Ein Duo, eine 56-jährige Niederländerin und ihr 35-jähriger Sohn konnten unmittelbar nach einer Tat in Derendorf festgenommen werden. Sie befinden sich in Untersuchungshaft. Über die anschließenden Ermittlungen der Spezialisten des Betrugsdezernates gelang es außerdem noch, einen 46-jährigen Griechen zu ermitteln, der sich nach Taten in Bremen ins Ausland abgesetzt hatte. Mit einem internationalen Haftbefehl wurde der Mann in den Niederlanden festgenommen.

Durch diese Festnahmen haben die Polizei Düsseldorf und der Düsseldorfer Staatsanwaltschaft nun eine zentrale Rolle bei den Ermittlungen der in Deutschland verübten Taten übernommen. Die Behörden fahnden jetzt mit Bildern aus den Überwachungskameras verschiedener Geldinstitute in Bremen, Dortmund, Duisburg, Essen, Frankfurt am Main, Hamburg, Koblenz und Mannheim sowie den Niederlanden. Im Verlauf der Ermittlungen konnte festgestellt werden, dass die hier operierenden Täter allesamt aus dem Großraum Den Haag zu stammen scheinen.

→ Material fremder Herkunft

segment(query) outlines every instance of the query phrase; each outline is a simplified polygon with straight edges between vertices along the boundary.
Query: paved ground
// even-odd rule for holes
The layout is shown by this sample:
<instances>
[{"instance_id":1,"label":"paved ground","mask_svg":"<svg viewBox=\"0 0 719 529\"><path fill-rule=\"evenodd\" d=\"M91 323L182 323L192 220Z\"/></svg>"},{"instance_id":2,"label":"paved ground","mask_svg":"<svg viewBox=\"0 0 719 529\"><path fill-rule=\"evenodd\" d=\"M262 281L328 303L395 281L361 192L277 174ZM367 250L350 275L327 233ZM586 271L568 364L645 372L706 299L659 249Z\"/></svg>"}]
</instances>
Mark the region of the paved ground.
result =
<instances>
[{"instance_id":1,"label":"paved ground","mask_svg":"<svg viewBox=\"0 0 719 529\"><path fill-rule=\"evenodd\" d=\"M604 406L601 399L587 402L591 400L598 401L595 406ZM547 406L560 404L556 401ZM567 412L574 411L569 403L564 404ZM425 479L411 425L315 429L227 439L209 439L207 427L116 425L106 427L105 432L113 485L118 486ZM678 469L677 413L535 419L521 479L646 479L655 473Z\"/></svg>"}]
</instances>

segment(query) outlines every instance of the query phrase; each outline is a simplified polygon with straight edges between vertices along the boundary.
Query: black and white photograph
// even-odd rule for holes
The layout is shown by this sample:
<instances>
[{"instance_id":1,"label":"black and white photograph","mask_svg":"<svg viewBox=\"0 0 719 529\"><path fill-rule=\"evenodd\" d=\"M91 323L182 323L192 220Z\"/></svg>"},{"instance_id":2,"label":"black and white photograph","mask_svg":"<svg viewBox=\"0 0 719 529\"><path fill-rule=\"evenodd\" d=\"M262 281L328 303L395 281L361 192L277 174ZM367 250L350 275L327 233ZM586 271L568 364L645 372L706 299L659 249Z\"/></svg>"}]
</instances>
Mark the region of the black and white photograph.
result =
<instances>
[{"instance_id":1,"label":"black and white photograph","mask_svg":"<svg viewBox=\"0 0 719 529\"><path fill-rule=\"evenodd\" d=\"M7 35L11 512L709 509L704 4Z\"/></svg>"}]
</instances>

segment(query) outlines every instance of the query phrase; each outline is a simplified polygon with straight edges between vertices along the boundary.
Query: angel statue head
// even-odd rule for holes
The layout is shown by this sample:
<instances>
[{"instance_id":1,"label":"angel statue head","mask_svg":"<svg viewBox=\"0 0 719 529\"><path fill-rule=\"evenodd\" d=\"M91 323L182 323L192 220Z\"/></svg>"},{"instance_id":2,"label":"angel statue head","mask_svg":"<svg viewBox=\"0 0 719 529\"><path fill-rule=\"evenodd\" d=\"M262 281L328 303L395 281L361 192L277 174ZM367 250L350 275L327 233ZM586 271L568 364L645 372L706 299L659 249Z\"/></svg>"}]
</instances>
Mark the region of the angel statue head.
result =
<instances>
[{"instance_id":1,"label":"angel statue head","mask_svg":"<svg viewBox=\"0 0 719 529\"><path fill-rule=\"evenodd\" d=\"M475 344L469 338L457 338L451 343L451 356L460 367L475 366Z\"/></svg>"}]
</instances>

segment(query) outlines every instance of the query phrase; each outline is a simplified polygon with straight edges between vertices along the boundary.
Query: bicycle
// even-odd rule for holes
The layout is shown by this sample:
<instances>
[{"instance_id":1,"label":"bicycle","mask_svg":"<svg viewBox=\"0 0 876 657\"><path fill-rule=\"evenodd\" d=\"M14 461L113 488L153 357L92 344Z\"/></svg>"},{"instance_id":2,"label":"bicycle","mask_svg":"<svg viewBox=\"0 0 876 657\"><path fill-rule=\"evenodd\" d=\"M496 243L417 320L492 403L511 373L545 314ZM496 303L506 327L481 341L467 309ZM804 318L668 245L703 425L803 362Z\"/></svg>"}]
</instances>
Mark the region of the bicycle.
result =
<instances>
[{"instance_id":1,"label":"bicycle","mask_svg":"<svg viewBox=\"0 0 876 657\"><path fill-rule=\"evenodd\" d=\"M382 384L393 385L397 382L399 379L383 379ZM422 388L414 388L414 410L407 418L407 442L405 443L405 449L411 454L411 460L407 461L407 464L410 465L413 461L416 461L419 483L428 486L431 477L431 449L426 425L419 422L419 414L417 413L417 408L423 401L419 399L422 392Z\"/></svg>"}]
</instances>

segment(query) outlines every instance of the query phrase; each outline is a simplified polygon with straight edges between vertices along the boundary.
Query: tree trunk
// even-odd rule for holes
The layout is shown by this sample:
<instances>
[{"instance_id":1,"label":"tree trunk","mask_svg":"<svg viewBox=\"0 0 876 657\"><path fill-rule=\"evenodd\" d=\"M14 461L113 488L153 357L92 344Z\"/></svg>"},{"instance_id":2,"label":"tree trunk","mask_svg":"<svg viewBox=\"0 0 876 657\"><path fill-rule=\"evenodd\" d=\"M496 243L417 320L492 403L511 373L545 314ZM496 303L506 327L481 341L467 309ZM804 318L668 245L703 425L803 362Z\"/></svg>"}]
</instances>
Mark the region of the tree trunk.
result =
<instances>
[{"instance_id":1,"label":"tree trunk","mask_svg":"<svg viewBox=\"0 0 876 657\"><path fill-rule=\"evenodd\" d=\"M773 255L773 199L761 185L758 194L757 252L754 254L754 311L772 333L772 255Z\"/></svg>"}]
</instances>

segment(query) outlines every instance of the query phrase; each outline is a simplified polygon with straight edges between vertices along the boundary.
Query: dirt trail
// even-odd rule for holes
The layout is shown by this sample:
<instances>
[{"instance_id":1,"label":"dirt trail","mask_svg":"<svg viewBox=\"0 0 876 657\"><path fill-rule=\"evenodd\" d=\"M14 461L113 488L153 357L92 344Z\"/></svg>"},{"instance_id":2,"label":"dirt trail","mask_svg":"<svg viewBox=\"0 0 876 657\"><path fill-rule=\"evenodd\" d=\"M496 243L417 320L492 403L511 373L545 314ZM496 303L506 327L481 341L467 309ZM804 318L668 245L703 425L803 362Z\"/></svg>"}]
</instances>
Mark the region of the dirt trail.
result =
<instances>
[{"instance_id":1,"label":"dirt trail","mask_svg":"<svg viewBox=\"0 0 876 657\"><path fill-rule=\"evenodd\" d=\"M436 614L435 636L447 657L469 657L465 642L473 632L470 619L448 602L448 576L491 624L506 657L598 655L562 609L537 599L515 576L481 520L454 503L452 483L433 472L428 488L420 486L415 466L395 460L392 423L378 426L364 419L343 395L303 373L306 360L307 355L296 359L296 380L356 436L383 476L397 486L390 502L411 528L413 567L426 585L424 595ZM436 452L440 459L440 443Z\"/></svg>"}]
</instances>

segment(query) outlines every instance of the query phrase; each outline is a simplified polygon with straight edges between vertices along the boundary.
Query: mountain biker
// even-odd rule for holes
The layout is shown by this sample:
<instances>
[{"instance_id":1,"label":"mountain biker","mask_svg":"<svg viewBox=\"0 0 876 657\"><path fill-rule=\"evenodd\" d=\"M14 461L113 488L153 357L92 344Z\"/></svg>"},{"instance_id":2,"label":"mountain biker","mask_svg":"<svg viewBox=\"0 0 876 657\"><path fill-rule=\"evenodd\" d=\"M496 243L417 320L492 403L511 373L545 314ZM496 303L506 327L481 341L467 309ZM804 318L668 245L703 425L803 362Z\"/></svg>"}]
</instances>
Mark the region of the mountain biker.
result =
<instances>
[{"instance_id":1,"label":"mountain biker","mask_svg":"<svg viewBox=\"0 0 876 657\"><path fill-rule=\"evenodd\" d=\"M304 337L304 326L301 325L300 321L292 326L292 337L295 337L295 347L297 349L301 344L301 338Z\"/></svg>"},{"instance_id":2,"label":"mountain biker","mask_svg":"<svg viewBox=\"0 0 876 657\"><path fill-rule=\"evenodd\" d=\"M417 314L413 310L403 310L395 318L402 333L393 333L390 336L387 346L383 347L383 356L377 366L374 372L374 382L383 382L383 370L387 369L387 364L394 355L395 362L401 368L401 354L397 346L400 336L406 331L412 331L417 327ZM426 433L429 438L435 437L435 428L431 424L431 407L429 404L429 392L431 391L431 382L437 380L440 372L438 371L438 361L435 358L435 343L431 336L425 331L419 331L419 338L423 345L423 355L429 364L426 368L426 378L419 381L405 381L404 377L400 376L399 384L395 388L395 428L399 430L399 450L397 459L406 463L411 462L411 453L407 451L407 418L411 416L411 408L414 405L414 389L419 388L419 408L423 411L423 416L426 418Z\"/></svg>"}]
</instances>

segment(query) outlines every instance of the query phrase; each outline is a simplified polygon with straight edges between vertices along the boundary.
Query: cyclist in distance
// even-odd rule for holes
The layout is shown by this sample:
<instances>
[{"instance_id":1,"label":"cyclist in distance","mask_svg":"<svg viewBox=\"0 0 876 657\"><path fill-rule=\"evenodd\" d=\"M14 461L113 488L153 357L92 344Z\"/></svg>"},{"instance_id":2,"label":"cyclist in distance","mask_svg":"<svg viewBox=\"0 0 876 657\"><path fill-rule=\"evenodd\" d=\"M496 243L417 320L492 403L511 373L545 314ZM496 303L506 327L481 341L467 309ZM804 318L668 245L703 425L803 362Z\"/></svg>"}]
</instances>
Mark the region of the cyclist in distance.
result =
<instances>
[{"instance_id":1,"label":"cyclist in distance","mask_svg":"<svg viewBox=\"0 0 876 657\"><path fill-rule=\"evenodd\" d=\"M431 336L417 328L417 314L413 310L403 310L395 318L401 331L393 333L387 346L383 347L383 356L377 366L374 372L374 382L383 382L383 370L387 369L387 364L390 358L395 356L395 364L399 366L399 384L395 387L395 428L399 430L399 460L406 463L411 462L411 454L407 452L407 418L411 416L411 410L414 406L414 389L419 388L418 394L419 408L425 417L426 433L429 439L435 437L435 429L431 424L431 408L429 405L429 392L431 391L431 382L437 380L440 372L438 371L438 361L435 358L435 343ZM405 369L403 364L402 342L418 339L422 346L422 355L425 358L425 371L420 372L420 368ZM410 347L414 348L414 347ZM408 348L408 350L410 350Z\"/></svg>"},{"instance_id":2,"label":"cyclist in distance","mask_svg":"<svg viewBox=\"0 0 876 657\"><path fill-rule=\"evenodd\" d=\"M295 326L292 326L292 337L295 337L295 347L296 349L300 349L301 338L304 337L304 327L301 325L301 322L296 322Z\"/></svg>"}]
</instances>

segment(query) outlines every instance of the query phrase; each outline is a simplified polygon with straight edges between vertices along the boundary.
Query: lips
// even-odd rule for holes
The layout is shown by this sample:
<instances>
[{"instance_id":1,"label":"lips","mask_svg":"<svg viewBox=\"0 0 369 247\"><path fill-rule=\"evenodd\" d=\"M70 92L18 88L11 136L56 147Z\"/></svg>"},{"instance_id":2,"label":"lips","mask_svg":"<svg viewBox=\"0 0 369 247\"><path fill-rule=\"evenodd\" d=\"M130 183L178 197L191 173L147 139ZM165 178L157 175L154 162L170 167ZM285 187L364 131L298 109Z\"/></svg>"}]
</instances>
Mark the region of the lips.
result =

In diesem Zusammenhang fragt die Kriminalpolizei:

-Wer kennt die Tatverdächtigen und kann ihren Aufenthaltsort benennen?

-Wer hat im Zeitraum um den 19. und 20. Februar 2013, in den benannten Städten, in der Umgebung von Geldinstituten, Verdächtiges beobachtet?

-Wer kennt, insbesondere in den Niederlanden (Großraum Den Haag), Personen, die seit dem Februar ihren Lebenswandel geändert haben, oder seitdem über eine ungewöhnlich hohe Liquidität verfügen?